As Bloom & Wild celebrates a 100 per cent year-on-year jump in Father’s Day gifting growth, Aron Gelbard stresses that it isn’t “a big gesture” brand and now has a product range for all the small moments.
Founded in 2013, Bloom & Wild has flourished. Over 30 million letterbox flowers have been delivered by the ecommerce business that cared enough to measure letterboxes.
Only three years after its inception, Bloom & Wild expanded its offering to include tiny Christmas trees. This “felt like a natural extension from flowers, they are a horticultural product”, says Gelbard, co-founder and CEO. It has since gone on to launch pampering products; food and drink gifts; as well as hampers and gift sets.
“Ultimately, we want to be people’s trusted destination when they want to care wildly for somebody that’s important to them at an important time,” explains Gelbard. “That’s really why we exist, and have done since the beginning. Maybe every company would say that, but we genuinely think that we go to extraordinary lengths to earn that trust from our customers, and to be able to express that care on their behalf.”
For certain shoppers, and certain occasions, flowers may not be the right way to show such care. Bloom & Wild have therefore been organically growing into new gifting categories. Gelbard notes that Father’s Day is a great example.
These curated gifts account for “the fastest-growing part of the business”. A huge amount of work has gone into ensuring the gifting segment is “thoughtfully positioned” for Bloom & Wild’s loyal customers.
“We work with carefully selected private label manufacturers who we work closely with to design and create products that we then brand as Bloom & Wild” explains Gelbard. “Where we work with third-party brands, we want them to have a similar ethos to Bloom & Wild. We want them to feel artisanal. We also look at sustainability credentials. We partner with fellow B Corp brands.”
Good for customers, and business
Sourcing the right products for their customers is never more important than during the big gifting events – Valentine’s Day, Mother’s Day, Christmas. Ensuring delivery of these hand-picked products has never been more curial.
Gelbard warns: “A lot of companies will just take all of their orders to the final day. Then some percentage of them won’t arrive, because carriers may let you down.

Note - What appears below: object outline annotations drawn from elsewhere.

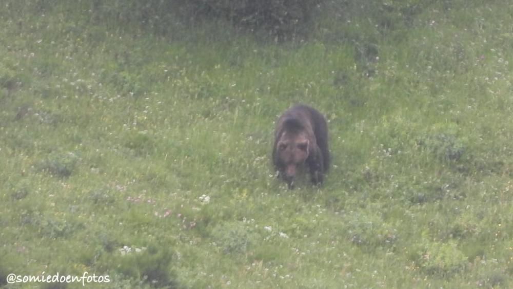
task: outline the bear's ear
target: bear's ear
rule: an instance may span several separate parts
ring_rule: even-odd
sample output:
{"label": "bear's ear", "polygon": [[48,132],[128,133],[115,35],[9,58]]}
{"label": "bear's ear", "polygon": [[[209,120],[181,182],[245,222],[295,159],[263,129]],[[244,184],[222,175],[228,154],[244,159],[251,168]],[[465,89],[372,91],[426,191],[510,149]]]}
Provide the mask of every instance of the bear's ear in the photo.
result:
{"label": "bear's ear", "polygon": [[298,143],[298,148],[303,151],[308,151],[308,140],[305,140],[303,142]]}

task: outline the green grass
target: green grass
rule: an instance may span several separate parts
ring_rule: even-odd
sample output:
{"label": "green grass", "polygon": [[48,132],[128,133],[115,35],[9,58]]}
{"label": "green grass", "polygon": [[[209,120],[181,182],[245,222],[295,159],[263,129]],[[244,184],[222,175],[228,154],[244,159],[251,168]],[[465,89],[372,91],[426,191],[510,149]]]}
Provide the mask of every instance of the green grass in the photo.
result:
{"label": "green grass", "polygon": [[[2,4],[0,286],[513,284],[510,6],[341,2],[287,43]],[[297,102],[329,121],[321,188],[269,159]]]}

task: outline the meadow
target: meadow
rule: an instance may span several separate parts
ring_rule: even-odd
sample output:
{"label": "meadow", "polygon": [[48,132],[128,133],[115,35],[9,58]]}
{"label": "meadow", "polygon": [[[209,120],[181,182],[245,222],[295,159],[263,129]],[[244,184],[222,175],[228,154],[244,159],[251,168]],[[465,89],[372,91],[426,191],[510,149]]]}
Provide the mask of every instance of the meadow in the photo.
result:
{"label": "meadow", "polygon": [[[3,1],[0,287],[513,285],[513,6],[362,2],[280,41]],[[289,190],[269,157],[298,103],[333,166]]]}

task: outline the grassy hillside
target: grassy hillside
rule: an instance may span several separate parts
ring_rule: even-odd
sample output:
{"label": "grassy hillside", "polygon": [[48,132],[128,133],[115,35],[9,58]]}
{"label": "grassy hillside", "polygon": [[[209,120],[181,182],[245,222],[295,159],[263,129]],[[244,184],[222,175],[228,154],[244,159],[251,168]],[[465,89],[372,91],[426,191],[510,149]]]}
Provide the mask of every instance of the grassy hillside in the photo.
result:
{"label": "grassy hillside", "polygon": [[[507,2],[328,2],[287,42],[4,2],[0,286],[513,285]],[[333,166],[291,191],[269,156],[298,102]]]}

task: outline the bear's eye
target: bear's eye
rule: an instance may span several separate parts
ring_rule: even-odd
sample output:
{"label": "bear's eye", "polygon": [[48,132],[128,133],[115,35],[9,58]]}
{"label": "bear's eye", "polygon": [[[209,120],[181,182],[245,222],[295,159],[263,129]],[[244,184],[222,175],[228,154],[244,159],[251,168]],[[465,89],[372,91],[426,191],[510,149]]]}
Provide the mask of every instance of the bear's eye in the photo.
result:
{"label": "bear's eye", "polygon": [[301,150],[306,151],[308,148],[308,143],[301,143],[298,144],[298,148],[301,149]]}

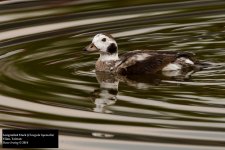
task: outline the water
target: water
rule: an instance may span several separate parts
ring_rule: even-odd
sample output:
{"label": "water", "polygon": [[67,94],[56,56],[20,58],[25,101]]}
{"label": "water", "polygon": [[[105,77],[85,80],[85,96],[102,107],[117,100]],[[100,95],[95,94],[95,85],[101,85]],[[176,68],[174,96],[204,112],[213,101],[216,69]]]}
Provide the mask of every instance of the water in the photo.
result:
{"label": "water", "polygon": [[[0,22],[2,129],[59,129],[60,149],[225,148],[225,1],[2,1]],[[211,65],[118,83],[82,52],[101,32],[120,53],[190,51]]]}

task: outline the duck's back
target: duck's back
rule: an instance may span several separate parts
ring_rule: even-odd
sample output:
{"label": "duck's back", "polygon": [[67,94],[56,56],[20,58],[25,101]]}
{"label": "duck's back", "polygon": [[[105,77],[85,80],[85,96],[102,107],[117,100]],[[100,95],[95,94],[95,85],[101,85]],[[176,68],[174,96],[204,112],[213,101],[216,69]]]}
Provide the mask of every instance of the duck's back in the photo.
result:
{"label": "duck's back", "polygon": [[193,69],[193,53],[136,50],[120,56],[116,71],[120,74],[154,74],[160,71]]}

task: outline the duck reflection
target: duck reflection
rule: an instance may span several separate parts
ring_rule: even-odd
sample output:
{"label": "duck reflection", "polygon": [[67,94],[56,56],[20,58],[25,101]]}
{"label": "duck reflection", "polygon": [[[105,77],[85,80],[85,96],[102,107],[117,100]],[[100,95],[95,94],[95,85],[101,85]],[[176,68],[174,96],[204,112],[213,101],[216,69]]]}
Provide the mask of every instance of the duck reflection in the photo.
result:
{"label": "duck reflection", "polygon": [[170,71],[153,75],[122,76],[106,72],[96,72],[96,78],[100,84],[100,88],[95,89],[91,93],[91,99],[95,104],[93,111],[98,113],[112,113],[106,107],[116,103],[119,82],[137,89],[147,89],[151,86],[159,85],[162,80],[188,81],[193,73],[194,71]]}
{"label": "duck reflection", "polygon": [[105,110],[105,106],[113,105],[117,101],[119,80],[113,74],[96,72],[96,78],[100,84],[99,89],[92,92],[92,100],[95,103],[95,112],[111,113]]}

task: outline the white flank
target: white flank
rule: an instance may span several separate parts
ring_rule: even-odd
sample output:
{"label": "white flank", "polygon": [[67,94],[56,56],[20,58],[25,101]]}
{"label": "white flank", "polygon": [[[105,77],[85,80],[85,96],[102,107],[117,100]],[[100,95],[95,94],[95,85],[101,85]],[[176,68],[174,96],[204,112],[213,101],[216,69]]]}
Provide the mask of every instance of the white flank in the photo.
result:
{"label": "white flank", "polygon": [[149,54],[145,54],[145,53],[143,53],[143,54],[137,54],[137,55],[133,56],[134,57],[133,59],[135,59],[137,61],[143,61],[146,58],[148,58],[149,56],[150,56]]}
{"label": "white flank", "polygon": [[170,63],[166,67],[164,67],[162,69],[162,71],[175,71],[175,70],[180,70],[180,69],[181,69],[181,65]]}
{"label": "white flank", "polygon": [[191,64],[191,65],[194,65],[194,62],[193,62],[193,61],[191,61],[190,59],[185,59],[185,63],[187,63],[187,64]]}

They’ll just wait for customers to complain afterwards, and then say, ‘Sorry,’ and ‘here’s a refund,’. We think we can do better than that.”
Bloom & Wild are transparent with customers, encouraging them to not leave orders to that final day, and even consider timings: “Eight PM on 14 February, if your Valentine’s gift hasn’t arrived, the effect is quite diminished by then.”
Being proactive during peak events can mean sending a replacement before a customer even complains. “This is great for customers. It’s also good business sense because we’re going to incur that cost anyway when the customer complains. Instead, we’re going to wow a customer rather than leave the customer satisfied with their refund, but disappointed.
“We try to challenge this notion of it’s either good for the customer or good for the business, rather how can we make it both.”
Customers of tomorrow
Ensuring a positive customer experience at any time of the year has always been a key focus for Bloom & Wild, as 40 per cent of its customers discover the brand by initially being a recipient.
Gelbard says: “We have this loop of women primarily sending flowers to other women, and then those recipients becoming customers of tomorrow.”
As primarily a female-to-female gifting company, Bloom & Wild has witnesses senders looking for gifts as little acts of kindness. It may be school mums, colleagues clubbing together, the “sorry you’re have a tough week” package for a friend.
“This has really translated into the non-flowery gifting where because that’s how Bloom & Wild is perceived, we see these small moments being really central.”
Growing into new categories has allowed Bloom & Wild to “drive female-to-male gifting more”, and “from a business perspective, it’s incremental”. Through not just offering flowers, but also cheese scones, brownies, pies and even ‘pubs in a box’, the ecommerce brand has introduced new recipients.
Over Father’s Day, 56 per cent of its non-flower gifts went to male recipients: “Female recipients are still high even though it was Father’s Day” Gelbard notes. “This speaks to the strength of the underlying gifting business during these occasions.”
No tech for tech sake
While Bloom & Wild are passionate about future customers, and their existing ones, they are taking a considered approach to Agentic Commerce and AI-powered retail tools. This is perhaps as they have had “tech-focused” beginning, backed by technology venture capital firms.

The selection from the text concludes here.